While there has been frantic launches of low-cost Android devices from 100s of companies globally, the dangers of such an uncontrolled, mostly unregulated hardware push have started to come to light. One such danger has come out in a recent study, that has exposed a hidden menace lurking within the realm of affordable Android phones and smart TVs. Researchers have discovered that many lesser-known brands, popular for their low-cost offerings and owned by millions of users, have come preinstalled with malicious software.
According to a report by security firm Trend Micro (which was presented at the BlackHat Asia conference), researchers discovered the malware pre-loaded on numerous Android devices – including budget smartphones and smart TVs – malware that is capable of launching coordinated cyberattacks. Researchers from security firm Sophos named the malware Guerrilla, discovering it in 15 malicious apps that were available on the Google Play Store. The malware, according to researchers, collected user data that could be sold to advertisers, and even install aggressive ad platforms to deplete battery reserves fast.
Trend Micro noted in its report that the US had the highest concentration of such infected phones, followed by Mexico, Indonesia, Thailand, and Russia. This Guerilla malware came pre-installed on about 8.9 million Android-based smartphones, watches, TVs, and TV boxes across the globe, highlighting the vast reach of the Lemon Group – as Trend Micro calls the threat actor – across various markets.
“The infection turns these devices into mobile proxies, tools for stealing and selling SMS messages, social media and online messaging accounts and monetization via advertisements and click fraud,” Trend Micro researchers said in its report.
The China-based AllWinner and RockChip are far from being household names, but both of them have a fairly large presence on Amazon and are known to power popular Android TV boxes that are sold on the e-commerce platform. The smart TVs in question seem to be a good catch at first glance – they are pocket-friendly, come with impressive features and streaming services, and Amazon shows that they have good reviews.
It is thus a surprise that an investigation by cybersecurity researcher Daniel Milisic discovered that the popular Android TV boxes sold by brands such as ALL Winner and Rockchip come pre-loaded with malware. Milisic bought an AllWinner T95 set-top box last year and discovered the chip’s firmware was infected with malware, that it communicated with command and control servers and connected to a larger botnet of thousands of other malware-infected Android TV boxes across the globe.
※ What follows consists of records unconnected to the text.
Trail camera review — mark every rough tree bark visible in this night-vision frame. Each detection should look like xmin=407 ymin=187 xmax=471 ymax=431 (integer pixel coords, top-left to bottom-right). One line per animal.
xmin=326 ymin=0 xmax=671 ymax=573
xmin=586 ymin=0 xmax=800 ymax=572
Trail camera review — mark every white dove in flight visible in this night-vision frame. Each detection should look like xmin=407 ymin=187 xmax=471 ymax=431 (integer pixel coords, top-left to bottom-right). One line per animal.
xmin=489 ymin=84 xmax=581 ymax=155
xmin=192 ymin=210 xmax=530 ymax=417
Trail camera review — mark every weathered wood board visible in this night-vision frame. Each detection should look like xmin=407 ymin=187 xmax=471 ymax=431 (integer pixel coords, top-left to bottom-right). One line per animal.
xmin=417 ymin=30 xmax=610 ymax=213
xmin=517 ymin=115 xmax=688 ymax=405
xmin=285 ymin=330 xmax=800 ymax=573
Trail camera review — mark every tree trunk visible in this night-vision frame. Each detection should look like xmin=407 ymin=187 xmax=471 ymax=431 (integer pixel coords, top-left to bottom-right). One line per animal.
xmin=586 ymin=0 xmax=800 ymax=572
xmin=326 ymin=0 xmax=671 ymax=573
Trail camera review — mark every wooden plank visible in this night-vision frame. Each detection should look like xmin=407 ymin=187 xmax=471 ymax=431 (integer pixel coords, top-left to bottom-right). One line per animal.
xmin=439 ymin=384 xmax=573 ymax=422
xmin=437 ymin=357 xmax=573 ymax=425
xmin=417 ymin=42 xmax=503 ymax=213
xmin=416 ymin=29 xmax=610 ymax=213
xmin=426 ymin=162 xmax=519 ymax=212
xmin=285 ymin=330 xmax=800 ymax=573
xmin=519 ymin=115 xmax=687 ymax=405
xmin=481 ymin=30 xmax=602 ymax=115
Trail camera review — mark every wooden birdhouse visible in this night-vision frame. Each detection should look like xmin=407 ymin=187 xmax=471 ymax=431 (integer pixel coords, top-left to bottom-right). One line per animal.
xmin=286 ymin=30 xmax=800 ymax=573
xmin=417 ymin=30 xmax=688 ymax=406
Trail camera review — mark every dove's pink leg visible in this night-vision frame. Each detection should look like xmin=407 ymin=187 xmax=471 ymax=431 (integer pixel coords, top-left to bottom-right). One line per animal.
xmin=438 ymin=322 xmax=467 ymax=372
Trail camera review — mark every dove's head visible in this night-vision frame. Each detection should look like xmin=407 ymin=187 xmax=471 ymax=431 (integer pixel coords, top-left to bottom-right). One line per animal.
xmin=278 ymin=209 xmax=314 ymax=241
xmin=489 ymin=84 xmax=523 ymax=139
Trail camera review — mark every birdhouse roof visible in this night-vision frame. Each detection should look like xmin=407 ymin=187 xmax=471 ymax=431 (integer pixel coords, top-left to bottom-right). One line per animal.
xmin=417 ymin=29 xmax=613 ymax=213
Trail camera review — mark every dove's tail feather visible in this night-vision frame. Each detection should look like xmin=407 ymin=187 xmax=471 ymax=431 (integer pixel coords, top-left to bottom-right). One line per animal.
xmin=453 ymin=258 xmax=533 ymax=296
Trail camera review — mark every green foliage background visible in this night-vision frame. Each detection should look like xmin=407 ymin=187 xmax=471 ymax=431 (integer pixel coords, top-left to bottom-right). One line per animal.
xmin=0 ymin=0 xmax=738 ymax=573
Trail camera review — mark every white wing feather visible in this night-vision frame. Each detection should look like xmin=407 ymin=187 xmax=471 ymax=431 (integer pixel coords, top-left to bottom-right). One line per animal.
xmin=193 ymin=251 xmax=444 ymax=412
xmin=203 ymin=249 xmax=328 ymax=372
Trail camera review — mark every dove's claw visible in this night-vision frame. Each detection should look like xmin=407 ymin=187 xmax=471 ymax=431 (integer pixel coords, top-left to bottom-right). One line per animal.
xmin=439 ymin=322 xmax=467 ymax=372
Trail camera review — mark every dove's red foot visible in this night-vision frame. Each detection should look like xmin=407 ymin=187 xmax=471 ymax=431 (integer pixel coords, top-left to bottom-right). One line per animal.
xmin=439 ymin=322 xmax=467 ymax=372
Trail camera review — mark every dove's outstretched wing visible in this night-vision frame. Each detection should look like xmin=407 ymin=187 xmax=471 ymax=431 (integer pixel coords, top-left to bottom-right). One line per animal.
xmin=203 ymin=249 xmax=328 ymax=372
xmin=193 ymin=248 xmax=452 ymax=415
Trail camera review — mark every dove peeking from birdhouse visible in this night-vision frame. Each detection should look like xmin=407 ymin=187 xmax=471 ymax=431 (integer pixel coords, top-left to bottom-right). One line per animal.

His findings were later confirmed by Bill Budington, a researcher at the Electronic Frontier Foundation.
The implications of this preinstalled malware are far-reaching and worrisome. Millions of users who purchase these low-cost devices unknowingly expose themselves to various security risks, including data theft, unauthorized access to personal information, and potential financial losses. Additionally, this malware can compromise user privacy by collecting sensitive data without their knowledge, leaving them vulnerable to identity theft and other cybercrime.
The revelation of preinstalled malware on low-cost Android phones and smart TVs serves as a crucial wake-up call for consumers to remain vigilant. It emphasizes the need for thorough research and scrutiny when purchasing devices, especially from lesser-known brands or unverified sellers. Users need to prioritize devices from reputable manufacturers and always opt for official distribution channels to minimize the risk of encountering preinstalled malware. Addressing this issue requires a collaborative effort from device manufacturers, app stores, and regulatory bodies.
Manufacturers need to implement rigorous security measures during the production process to ensure that their devices are free from malware before reaching the market. App stores must strengthen their screening processes to prevent the inclusion of apps that facilitate preinstalled malware. Furthermore, regulatory bodies should establish stricter guidelines and standards for device manufacturers to safeguard consumer interests.